Immagino che i suoi ex colleghi siano molto contenti di questa sua descrizione del linguaggio giuridico.
«Guardi, paradossalmente, sono tutti d’accordo con me. Quasi nessuno di loro si rende conto di scrivere e parlare in quel modo. Mi dicono “Hai proprio ragione!“, anche persone che sono esattamente il paradigma di questa scrittura incomprensibile».

Le leggi sono scritte in Parlamento, da senatore, come le è parso questo iter di scrittura collettiva?
«È l’altro motivo per cui le leggi sono scritte malissimo. Le leggi sono formate tramite un tortuoso processo di rimbalzi tra camere e commissioni. Un testo che dovrebbe essere meditato con cautela, reso comprensibile e preciso, invece si incrociano interessi e meccanismi che rendono le norme dei veri e propri mostri. E dire che è possibile scrivere bene le leggi. Lo dimostra la nostra legge fondamentale, la Costituzione, che invece è scritta benissimo».

Quali sono, invece, le parole precise per scrivere narrativa?
«È un mondo diverso. Non muta però il dovere di verità dell’uso della parola. Il dovere di verità è non usare le parole in modo manipolatorio. Questo vale per la narrativa, vale per la poesia, allo stesso modo in cui vale per la politica e per le leggi. È il far corrispondere le parole ai concetti».
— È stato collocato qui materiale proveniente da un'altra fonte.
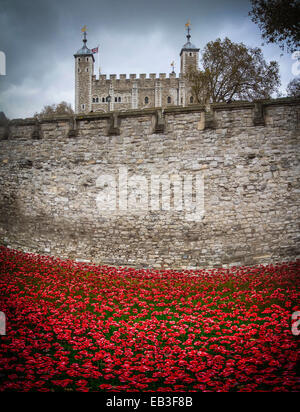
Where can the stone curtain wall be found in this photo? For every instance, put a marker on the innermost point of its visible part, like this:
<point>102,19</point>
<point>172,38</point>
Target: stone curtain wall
<point>248,154</point>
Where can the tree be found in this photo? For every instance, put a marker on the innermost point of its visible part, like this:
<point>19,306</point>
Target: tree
<point>62,108</point>
<point>278,21</point>
<point>293,88</point>
<point>232,71</point>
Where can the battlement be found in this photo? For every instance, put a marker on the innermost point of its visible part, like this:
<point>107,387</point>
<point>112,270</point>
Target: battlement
<point>137,77</point>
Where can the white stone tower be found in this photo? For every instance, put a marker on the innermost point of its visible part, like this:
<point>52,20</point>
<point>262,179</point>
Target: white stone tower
<point>189,55</point>
<point>84,70</point>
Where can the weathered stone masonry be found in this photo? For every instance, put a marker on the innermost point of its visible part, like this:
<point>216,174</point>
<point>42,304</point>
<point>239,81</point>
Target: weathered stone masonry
<point>249,154</point>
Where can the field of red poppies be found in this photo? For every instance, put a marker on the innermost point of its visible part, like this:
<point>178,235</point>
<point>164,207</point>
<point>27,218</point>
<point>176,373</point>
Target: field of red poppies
<point>79,327</point>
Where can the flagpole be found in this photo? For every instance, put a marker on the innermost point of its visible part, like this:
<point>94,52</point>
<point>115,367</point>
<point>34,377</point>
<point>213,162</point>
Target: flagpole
<point>98,61</point>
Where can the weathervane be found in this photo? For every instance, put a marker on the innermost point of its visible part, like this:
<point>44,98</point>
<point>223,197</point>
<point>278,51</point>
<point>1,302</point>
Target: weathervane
<point>188,27</point>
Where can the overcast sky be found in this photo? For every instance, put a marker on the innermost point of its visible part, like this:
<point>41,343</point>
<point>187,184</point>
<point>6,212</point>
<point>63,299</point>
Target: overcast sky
<point>39,38</point>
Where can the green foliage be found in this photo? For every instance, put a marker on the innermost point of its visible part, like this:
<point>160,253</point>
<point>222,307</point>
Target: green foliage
<point>278,21</point>
<point>233,71</point>
<point>293,88</point>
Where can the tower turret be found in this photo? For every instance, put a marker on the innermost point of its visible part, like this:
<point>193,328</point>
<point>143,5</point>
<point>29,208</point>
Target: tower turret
<point>189,55</point>
<point>84,70</point>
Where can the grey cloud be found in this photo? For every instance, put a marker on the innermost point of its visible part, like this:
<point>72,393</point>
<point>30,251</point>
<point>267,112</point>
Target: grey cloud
<point>40,37</point>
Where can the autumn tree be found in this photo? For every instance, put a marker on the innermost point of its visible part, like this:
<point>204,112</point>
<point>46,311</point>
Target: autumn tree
<point>232,71</point>
<point>62,108</point>
<point>293,88</point>
<point>278,21</point>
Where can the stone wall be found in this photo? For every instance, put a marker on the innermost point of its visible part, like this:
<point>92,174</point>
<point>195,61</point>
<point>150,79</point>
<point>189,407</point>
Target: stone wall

Volendo far un esempio di romanzo che non rispetta la verità?
«Non rispetta la verità tutta la narrativa scadente. Romanzi che usano la lingua come un insieme di stereotipi, e che cercano di dire quello che secondo loro i lettori vogliono sentirsi dire, e non dicono invece quello che l’autore ha da dire. Spesso perché questi autori non hanno niente da dire».

Un romanzo invece che rispetta magistralmente la verità?
«Per far capire cosa intendo per ricerca della verità cito La metamorfosi di Kafka. Non intendo dire che rispettare la verità sia raccontare solo fatti reali. La metamorfosi racconta la storia di un ragazzo che si tramuta in scarafaggio, quindi non certo una trama realistica, però ci dice cosa vuol dire sentirsi un reietto, cosa significa essere rifiutati dalla propria famiglia, e lo dice in maniera molto più veritiera di quanto lo stesso Kafka non faccia in un opera realmente autobiografica come Lettera al padre. Si può dire benissimo la verità per mezzo della finzione, a volte anche meglio che con la realtà».